The paintings of British-Ghanaian artist and writer Lynette Yiadom-Boakye, feature imagined characters and narratives, and reveal a sense of poetry and emotional depth in everyday scenes. Nearly all of her paintings begin with a formal problem—painterly questions of light, color, and composition. The characters she enlivens come out of a process of collaging into sketchbooks images taken from printed matter. These imagistic sketches create an armature on which she improvises, simultaneously addressing formal problems and representing the world as she sees it.

The dancer in The Much-Vaunted Air is portrayed in profile ready and waiting in the wings, his arms bent at the elbows and his resolute gaze fixed on the proscenium, just outside our field of view. The off-stage space in the painting is largely nondescript, the floor and walls are delineated roughly with gestural swaths of peach, black, blue, and lavender paint, unresolved passages that evoke the canvases of Édouard Manet.
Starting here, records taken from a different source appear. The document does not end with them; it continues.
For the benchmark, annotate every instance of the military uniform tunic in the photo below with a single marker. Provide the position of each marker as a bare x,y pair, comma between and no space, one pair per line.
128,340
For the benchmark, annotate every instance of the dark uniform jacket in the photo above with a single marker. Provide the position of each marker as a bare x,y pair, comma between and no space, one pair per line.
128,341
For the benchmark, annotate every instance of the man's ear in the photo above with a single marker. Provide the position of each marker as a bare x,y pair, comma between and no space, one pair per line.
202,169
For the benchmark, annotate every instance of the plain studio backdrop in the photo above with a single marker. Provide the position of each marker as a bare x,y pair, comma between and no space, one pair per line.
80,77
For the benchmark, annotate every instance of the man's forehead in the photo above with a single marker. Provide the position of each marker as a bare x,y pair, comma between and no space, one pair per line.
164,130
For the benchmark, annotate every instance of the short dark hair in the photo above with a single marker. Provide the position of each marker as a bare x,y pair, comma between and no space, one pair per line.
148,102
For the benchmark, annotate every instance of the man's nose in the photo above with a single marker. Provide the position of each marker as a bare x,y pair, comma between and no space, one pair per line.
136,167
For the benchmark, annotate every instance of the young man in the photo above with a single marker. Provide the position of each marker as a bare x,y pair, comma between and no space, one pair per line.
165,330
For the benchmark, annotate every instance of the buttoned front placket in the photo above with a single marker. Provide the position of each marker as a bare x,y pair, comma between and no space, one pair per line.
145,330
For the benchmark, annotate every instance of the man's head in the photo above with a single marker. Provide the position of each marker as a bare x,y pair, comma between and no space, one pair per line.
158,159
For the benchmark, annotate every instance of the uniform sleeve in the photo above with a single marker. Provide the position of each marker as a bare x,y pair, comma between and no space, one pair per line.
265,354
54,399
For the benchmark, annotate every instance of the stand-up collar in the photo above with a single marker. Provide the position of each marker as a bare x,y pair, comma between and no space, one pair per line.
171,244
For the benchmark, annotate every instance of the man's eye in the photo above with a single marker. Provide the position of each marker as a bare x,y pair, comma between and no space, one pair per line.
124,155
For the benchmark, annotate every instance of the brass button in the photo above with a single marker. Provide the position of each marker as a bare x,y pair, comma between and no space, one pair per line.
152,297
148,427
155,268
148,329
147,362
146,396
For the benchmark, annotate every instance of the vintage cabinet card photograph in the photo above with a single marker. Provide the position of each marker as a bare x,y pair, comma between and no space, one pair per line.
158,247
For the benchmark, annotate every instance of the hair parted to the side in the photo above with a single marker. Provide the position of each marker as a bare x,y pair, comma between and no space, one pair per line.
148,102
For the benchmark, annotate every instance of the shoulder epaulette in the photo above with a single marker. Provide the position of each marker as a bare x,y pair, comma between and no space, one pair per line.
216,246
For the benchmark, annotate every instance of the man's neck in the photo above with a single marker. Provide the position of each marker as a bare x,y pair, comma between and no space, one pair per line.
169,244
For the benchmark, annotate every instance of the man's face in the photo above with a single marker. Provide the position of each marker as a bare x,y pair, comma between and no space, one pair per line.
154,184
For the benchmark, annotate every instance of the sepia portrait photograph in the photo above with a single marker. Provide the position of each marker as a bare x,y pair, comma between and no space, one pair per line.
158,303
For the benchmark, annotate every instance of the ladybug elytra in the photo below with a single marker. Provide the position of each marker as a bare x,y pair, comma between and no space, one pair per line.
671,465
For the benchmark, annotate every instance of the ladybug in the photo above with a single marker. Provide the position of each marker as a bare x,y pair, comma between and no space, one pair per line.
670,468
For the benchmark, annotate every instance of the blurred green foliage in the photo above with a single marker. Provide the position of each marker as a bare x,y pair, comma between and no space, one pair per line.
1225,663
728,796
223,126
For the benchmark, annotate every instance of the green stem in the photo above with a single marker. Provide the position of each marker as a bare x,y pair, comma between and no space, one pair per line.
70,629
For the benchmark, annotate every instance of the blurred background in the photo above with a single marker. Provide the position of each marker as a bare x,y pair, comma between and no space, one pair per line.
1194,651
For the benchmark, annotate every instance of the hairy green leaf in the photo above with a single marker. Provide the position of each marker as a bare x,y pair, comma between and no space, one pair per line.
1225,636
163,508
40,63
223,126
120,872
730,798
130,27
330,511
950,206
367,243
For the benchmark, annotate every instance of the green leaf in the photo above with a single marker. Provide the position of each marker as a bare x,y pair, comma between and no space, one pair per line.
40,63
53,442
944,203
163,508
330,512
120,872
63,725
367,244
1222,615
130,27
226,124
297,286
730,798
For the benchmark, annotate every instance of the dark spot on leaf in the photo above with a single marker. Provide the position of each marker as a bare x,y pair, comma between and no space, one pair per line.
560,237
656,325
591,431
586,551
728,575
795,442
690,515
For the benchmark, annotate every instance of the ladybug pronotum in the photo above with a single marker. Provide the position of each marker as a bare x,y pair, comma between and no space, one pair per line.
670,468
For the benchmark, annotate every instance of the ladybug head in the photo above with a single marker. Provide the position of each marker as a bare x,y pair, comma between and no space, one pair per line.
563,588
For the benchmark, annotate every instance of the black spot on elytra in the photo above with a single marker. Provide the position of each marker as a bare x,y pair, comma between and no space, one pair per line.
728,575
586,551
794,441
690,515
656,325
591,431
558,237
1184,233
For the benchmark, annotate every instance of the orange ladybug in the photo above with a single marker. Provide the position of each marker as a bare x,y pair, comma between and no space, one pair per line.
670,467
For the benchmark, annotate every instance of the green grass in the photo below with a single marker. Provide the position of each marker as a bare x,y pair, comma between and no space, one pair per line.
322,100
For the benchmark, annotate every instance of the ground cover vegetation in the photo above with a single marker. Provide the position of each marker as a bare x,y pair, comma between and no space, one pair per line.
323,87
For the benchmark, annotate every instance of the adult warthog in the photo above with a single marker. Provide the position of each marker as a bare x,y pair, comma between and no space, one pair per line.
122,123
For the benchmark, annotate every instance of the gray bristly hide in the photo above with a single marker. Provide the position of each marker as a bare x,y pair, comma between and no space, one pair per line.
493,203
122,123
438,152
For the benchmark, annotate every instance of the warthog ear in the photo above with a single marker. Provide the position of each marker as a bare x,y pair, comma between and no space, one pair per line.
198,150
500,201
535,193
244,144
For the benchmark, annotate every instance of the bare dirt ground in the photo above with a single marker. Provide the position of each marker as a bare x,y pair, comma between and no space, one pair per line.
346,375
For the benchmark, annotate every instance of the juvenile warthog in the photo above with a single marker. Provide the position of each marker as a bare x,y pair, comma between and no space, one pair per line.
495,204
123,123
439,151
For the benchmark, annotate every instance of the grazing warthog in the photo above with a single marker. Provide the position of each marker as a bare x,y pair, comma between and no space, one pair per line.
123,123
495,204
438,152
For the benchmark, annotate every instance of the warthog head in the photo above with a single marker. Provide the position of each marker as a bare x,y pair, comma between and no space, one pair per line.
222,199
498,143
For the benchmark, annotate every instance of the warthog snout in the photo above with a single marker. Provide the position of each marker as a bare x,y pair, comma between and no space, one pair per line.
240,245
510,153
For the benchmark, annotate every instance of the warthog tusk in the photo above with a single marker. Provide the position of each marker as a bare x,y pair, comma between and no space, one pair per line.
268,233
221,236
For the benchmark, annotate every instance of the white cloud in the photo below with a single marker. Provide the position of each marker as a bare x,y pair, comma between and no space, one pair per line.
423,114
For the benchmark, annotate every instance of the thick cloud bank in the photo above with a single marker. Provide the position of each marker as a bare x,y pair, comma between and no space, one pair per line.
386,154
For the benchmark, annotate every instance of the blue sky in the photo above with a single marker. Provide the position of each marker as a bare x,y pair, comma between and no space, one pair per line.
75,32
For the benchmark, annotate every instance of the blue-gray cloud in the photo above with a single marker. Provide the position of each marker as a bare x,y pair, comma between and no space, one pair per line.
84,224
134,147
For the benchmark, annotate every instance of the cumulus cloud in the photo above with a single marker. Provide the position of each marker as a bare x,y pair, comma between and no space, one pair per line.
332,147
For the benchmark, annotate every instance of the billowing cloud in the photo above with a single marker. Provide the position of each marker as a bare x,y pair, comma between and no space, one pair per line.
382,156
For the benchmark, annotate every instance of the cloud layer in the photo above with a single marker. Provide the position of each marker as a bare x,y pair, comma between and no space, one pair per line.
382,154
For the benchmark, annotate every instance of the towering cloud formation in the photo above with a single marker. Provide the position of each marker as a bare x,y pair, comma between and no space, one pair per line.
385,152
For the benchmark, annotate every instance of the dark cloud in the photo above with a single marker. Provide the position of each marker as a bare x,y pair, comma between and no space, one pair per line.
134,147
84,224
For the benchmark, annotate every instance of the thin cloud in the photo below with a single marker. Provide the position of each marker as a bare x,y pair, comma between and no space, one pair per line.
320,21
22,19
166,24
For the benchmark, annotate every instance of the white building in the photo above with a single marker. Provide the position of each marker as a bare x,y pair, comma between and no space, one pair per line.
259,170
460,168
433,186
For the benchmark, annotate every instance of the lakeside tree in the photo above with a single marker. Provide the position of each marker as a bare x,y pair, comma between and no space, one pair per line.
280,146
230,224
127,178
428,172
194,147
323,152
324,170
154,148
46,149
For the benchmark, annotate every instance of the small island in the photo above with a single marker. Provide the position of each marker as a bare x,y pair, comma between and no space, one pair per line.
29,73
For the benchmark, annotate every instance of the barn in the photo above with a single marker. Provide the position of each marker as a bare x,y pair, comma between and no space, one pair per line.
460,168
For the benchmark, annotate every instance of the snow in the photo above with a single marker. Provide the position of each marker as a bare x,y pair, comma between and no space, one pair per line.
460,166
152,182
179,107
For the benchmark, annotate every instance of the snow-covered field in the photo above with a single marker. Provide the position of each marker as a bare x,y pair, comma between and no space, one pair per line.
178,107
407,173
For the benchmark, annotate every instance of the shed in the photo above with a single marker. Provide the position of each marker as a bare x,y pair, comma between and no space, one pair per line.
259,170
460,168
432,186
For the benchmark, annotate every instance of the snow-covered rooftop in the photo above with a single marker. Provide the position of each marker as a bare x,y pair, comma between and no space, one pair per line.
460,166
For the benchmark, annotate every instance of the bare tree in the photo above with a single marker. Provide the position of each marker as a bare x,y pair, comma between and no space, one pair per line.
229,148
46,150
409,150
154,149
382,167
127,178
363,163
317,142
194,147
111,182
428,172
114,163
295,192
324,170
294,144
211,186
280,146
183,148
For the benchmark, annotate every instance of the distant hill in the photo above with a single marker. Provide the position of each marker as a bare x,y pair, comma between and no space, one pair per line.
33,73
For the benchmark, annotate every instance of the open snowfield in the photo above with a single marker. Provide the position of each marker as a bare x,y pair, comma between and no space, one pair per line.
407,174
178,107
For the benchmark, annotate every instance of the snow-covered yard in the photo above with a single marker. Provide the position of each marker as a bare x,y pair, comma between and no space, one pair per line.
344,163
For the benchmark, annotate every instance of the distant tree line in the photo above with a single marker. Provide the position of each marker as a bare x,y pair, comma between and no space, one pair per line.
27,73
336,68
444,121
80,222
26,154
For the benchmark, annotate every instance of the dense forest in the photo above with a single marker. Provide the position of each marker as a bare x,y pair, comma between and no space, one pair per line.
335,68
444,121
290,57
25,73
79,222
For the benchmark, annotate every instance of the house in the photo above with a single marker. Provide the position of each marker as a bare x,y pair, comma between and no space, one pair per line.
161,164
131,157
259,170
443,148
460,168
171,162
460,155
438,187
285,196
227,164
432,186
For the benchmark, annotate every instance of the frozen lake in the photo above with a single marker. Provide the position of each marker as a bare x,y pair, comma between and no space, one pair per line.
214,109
On the left side is the stage’s golden yellow curtain, and behind the dancer to the right, his shadow is cast on the wall from theatrical lighting that causes his legs to glow. Dancers recur as a motif throughout Yiadom-Boakye’s work, and the composed elegance of these figures in her works recall Edgar Degas’s ballerinas. Yiadom-Boakye has said that she seeks to “make people intelligible through paint.” “Although they are not real I think of them as people known to me,” the artist has said. “They are imbued with a power of their own; they have a resonance—something emphatic and otherworldly. I admire them for their strength, their moral fiber.” Like the other figures in Yiadom-Boakye’s paintings, the dancer in The Much-Vaunted Air is at ease, a political and reparative gesture toward representing black subjects as they might be in the world.

The Much-Vaunted Air joins important works in the collection by Henry Taylor, Lorna Simpson, Steve McQueen, and Ellen Gallagher that deal with black identity and the politics of representation. Yiadom-Boakye’s unique take on figurative painting and portraiture adds to the depth of the museum’s holdings of that genre of painting, including key works by Marlene Dumas, Chantal Joffe, Alice Neel, and Lisa Yuskavage.